Please do not let me get this thread off track. I just felt such an application was somewhat relevant to the overall discussion as it has developed.
Great article. Wow. I actually understand some of the tension you speak of here. If anyone has done a good job of living with the tension with grace, you have. I love the part where you talk about people having made up their minds on you before you have a chance to speak. That was a great line. Thanks for your thoughts! As always, very helpful. Straight Ahead!
jt
Dr. Joel Tetreau serves as Senior Pastor, Southeast Valley Bible Church (sevbc.org); Regional Coordinator for IBL West (iblministry.com), Board Member & friend for several different ministries;
I’m amazed that, on the verge of hosting a major conference in your church, you can find time even to read this stuff, let alone reply!
You and the other men at the Standpoint Conference are in my prayers. I am hoping that much good will come of it. There are some sessions that I’d very much like to hear.

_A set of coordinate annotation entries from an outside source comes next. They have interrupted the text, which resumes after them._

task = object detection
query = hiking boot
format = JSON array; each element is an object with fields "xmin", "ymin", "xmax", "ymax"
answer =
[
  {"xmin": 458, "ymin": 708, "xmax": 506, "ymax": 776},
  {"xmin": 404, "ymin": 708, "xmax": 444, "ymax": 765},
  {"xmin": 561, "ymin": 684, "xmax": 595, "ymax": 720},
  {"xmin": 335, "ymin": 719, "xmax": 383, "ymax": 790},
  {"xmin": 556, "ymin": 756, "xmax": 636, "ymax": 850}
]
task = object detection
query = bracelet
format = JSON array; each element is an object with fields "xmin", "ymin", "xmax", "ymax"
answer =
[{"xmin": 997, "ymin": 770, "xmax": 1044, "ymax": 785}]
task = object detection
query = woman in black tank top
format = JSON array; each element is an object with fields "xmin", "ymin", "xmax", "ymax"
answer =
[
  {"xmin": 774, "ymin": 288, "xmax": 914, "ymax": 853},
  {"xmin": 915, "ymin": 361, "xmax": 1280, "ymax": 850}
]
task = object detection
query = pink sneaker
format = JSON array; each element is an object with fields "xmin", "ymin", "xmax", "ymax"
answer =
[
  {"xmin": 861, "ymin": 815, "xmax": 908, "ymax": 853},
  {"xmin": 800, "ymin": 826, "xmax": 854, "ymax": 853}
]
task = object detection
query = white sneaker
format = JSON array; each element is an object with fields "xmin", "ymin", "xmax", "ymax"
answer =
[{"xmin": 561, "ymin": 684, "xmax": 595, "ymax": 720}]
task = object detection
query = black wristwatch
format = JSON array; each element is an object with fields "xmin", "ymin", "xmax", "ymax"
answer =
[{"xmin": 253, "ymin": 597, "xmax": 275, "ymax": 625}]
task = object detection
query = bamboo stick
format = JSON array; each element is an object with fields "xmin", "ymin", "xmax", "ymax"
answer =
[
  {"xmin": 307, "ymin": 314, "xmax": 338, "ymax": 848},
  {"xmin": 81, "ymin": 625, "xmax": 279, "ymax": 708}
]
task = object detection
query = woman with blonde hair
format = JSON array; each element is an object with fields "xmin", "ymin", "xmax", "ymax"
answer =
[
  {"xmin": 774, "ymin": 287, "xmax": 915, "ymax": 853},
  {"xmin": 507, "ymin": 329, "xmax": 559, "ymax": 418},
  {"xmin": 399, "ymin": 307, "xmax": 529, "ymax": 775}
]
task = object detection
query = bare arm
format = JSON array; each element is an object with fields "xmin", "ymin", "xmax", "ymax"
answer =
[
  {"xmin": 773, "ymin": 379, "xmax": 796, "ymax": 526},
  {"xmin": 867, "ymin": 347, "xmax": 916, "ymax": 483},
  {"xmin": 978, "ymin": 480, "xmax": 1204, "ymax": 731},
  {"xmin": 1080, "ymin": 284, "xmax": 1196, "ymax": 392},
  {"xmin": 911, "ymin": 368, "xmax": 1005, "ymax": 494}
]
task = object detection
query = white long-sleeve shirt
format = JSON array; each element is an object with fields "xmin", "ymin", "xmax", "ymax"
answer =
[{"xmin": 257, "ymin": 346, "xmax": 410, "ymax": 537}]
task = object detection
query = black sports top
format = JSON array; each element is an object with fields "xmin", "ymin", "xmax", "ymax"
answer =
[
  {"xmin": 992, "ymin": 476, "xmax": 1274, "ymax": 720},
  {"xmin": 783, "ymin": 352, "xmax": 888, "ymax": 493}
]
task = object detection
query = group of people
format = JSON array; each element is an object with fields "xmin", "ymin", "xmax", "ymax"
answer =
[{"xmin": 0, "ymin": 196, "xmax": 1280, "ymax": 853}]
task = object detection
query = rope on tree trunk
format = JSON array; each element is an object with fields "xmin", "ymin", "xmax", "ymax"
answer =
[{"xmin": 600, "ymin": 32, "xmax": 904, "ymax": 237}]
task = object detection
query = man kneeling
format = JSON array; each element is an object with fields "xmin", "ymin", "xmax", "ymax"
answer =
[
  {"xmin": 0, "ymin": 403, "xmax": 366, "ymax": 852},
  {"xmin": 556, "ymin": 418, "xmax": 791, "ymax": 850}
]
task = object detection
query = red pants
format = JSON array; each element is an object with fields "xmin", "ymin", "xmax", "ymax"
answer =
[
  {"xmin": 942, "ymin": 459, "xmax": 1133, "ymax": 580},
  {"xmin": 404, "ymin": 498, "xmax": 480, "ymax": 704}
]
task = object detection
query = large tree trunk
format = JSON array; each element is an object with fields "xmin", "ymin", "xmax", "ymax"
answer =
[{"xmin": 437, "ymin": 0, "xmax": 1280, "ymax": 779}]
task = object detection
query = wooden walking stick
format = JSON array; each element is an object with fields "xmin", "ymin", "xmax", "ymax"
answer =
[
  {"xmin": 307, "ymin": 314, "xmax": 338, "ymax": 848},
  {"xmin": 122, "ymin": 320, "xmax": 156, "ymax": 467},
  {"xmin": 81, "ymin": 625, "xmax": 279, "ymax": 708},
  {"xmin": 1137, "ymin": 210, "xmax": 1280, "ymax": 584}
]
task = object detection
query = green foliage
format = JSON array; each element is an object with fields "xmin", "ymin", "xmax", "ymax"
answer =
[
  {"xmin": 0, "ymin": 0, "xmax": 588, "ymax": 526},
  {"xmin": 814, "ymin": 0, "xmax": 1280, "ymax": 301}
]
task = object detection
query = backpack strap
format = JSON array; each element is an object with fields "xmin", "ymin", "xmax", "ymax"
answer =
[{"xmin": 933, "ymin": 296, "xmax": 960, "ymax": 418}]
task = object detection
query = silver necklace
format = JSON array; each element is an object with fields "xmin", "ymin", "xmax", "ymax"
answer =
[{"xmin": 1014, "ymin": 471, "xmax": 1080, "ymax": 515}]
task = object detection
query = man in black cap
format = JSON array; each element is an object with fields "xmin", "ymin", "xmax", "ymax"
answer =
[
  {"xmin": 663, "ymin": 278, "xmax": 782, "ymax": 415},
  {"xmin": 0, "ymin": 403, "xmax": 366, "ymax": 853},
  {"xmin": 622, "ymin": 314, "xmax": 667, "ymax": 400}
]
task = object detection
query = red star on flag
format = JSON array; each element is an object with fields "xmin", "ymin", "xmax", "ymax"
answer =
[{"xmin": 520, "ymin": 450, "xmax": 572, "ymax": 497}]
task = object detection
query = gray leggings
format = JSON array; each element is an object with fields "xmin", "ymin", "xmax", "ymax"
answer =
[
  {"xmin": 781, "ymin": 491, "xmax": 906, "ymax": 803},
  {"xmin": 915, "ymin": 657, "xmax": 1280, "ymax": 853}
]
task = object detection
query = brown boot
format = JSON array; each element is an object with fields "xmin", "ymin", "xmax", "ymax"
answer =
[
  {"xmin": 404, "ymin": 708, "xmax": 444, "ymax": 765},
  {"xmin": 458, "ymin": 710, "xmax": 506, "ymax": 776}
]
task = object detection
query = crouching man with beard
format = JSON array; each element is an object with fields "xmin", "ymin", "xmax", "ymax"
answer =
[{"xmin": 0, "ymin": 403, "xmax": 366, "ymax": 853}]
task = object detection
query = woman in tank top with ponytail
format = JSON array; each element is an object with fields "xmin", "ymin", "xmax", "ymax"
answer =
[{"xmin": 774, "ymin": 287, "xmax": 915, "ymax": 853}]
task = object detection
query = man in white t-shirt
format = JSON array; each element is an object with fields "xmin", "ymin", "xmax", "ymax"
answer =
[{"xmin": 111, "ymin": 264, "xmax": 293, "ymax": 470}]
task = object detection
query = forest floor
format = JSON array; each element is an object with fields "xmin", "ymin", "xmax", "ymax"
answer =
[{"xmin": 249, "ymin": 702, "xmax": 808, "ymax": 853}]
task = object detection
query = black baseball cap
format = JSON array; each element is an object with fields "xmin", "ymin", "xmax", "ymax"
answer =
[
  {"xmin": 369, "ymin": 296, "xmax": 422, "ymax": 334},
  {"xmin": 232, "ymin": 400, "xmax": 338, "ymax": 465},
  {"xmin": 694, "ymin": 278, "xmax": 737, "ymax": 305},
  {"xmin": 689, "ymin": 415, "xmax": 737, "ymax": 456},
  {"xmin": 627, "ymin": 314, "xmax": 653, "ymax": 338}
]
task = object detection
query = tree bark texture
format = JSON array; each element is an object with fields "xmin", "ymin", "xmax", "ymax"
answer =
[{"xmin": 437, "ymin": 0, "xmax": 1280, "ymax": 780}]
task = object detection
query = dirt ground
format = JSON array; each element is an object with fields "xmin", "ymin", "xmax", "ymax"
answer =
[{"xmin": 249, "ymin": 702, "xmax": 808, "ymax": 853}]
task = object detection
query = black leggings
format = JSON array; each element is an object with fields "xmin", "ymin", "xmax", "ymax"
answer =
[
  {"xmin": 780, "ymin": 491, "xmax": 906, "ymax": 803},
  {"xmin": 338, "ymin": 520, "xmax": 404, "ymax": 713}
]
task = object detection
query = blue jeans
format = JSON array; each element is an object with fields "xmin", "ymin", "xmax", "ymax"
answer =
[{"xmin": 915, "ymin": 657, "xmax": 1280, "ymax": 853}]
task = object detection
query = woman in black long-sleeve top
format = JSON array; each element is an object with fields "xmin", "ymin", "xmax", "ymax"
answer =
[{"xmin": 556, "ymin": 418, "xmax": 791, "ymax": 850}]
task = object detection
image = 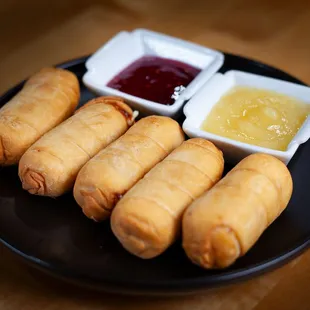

Maybe I can listen to the recordings afterward.
Kevin
Time? Wow. Wish I could make some extra.
Thanks my brother. I’m thrilled that we can do this. It will be encouraging to our folks to hear the guys share on the various topics. I’m sure we’ll make the presentations available. Grateful we’ve been able to get these guys. Maybe we’ll do this again in the future and build on what we do here. We’ll see.
Straight Ahead!
Joel
ps - great having your folks with us on Sunday. They look great…..they are great. Praying for your fam!
Dr. Joel Tetreau serves as Senior Pastor, Southeast Valley Bible Church (sevbc.org); Regional Coordinator for IBL West (iblministry.com), Board Member & friend for several different ministries;
[Ed Vasicek]I second that.
I consider Dr. Bauder’s thoughtful writings one of the top highlights here at SI.